Oba były skręcone do mieszka makro "plecami" i całość osadzona na statywie, wszystko to stało u mnie
w pokoju w letnie popołudnie, kiedy Słońce świeciło w okno, które było osłonięte kocem z dziurą na obiektyw
a za okularem "obiektyw MIR 1 B" był ekran płócienny na którym było rzutowane piękne Słońce o średnicy ok. 40cm
I chodź od jakiekoś czasu już buduję instrument to teraz dopiero o tym oznajmiam: rysunek
Cały instrument będzie z aluminium, tworzyw sztucznych i innych metali, nie zastosuję drewna,
papieru i słomy do jego budowy ma być solidny i trwały.
Opis budowy
Najważniejsze to optyka, myślę aby przedni obiektyw by był wymienny jak w aparatach,
a za okular będzie służył obiektyw minolty 35mm.
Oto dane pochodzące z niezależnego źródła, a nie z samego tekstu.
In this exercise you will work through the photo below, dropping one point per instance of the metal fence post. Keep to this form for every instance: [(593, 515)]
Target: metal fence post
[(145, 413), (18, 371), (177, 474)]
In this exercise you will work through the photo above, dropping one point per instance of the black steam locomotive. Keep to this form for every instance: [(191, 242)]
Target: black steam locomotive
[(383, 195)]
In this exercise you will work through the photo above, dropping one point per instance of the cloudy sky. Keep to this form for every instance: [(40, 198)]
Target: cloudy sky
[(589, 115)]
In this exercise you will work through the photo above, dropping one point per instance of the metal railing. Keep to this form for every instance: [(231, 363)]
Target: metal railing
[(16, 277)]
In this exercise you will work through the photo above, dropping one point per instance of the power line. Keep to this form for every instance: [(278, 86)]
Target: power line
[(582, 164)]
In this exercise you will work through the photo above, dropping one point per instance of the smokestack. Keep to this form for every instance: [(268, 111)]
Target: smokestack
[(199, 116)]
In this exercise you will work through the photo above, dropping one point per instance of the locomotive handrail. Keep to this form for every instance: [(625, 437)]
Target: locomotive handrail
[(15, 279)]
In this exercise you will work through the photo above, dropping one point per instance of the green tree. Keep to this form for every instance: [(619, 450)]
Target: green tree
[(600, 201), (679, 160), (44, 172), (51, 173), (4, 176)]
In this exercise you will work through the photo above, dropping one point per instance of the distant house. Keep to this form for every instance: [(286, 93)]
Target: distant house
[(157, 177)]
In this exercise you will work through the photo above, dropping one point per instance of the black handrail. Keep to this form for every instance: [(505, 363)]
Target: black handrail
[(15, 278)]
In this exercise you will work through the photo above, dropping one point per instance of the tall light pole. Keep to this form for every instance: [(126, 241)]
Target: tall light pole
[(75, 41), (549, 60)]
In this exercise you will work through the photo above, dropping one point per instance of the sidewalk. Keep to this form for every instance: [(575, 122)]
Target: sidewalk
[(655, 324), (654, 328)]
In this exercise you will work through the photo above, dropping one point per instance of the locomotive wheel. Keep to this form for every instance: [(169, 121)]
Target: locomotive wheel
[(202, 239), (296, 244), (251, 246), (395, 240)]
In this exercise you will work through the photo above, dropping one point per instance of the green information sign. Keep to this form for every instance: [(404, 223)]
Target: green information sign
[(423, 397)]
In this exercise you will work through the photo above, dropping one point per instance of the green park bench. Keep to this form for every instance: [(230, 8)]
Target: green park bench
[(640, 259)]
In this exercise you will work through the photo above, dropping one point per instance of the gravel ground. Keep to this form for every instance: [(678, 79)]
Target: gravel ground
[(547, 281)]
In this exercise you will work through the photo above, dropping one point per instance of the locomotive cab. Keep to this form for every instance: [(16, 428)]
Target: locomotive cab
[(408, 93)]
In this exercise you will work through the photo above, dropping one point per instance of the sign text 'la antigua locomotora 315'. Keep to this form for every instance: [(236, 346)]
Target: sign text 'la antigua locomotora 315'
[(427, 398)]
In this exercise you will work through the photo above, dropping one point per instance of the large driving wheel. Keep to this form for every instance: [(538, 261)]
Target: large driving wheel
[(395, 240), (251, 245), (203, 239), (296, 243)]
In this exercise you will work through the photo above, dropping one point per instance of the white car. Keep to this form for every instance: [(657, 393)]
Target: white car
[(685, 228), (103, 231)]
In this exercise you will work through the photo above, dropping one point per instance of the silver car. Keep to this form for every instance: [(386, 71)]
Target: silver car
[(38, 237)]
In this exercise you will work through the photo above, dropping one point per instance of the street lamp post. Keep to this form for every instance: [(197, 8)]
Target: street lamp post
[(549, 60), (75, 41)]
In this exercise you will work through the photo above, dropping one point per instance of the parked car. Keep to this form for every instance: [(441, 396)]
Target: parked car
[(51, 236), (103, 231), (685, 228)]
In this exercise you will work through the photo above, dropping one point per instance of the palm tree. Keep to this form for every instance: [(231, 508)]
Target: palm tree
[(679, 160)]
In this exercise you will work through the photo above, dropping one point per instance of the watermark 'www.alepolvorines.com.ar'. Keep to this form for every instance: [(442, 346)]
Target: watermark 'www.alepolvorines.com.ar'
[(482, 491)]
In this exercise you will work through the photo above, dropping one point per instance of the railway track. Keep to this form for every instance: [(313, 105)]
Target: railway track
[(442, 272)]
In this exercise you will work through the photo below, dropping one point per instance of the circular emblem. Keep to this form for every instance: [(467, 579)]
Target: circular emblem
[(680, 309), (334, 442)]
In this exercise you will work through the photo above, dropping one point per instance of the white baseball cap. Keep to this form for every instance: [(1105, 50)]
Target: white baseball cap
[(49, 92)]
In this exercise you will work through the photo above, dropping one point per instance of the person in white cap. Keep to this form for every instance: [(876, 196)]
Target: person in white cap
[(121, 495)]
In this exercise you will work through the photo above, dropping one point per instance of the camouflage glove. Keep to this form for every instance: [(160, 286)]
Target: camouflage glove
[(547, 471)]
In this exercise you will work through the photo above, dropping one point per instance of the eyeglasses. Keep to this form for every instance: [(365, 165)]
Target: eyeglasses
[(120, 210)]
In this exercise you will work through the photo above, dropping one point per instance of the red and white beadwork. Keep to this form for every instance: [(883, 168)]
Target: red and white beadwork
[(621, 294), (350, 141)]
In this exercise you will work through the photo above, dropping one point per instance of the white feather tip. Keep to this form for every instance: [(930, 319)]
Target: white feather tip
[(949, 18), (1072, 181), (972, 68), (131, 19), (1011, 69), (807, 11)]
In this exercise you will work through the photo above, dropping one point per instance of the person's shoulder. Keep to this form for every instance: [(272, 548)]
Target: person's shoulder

Okular będzie sterowany motofokusem bo całość będzie ukryta w aluminiowej tulei,
która będzie głównym korpusem łączącym obiektyw z okularem oraz będzie pełnić funkcję kieszonki na filtry.
Całość będzie poruszać się po tej szynie co ma 110cm długości, aby ustawić wielkość Słońca na ekranie,
ale to już bedzie poruszane ręcznie bo ustawi się raz na czas obserwacji.
Drugim ważnym elementem będzie ekran i osłona przed nie pożądanym światłem, osłona będzie
z blachy ocynkowanej dość cienkiej aby niwelować ciężar i prawdopodobnie zamontuję wentylatorek.
Ekran kwadratowy ze szkła matowego będzie służył do oglądania Słońca lub jego fragmentu.
Trzecim elementem będzie prawdopodobnie celostat, ten pomysł przyszedł do głowy zaledwie dzisiaj
będę musiał go zbudować ponieważ ciężar całego urządzenie uniemożliwi jego funkcjonowanie na montażu,
prawdopodobnie całość będzie ważyć ponad 8kg dlatego też będzie ten teleskop stacjonarny a tylko zwierciadło
będzie podążać za Słońcem.
Zwierciadła celostatu będą płaskie o średnicy jeszcze nie wiem jakiej ok. 15cm jedno stałe a drugie ruchome.
(Muszą być dwa zwierciadła aby prawidłowy obraz otrzymać, kiedyś robiłem próby z jednym zwierciadłem,
ale obraz był odwrócony stronami lewo-prawo)
Do tego dochodzi zasilanie, teleskopu: motofokus, wentylator i montaż celostatu.
Na dzień dzisiejszy mam szynę 110cm z aluminium jest to ceownik w nim zamontowałem metrowy gwint,
który będzie przesuwał wózek po owej szynie, właśnie doszłem do etapu spawania aluminium,
bo nie widzę innego trwałego sposobu połączenia elementów wózka, jeśli to przeskoczę będę miał z górki.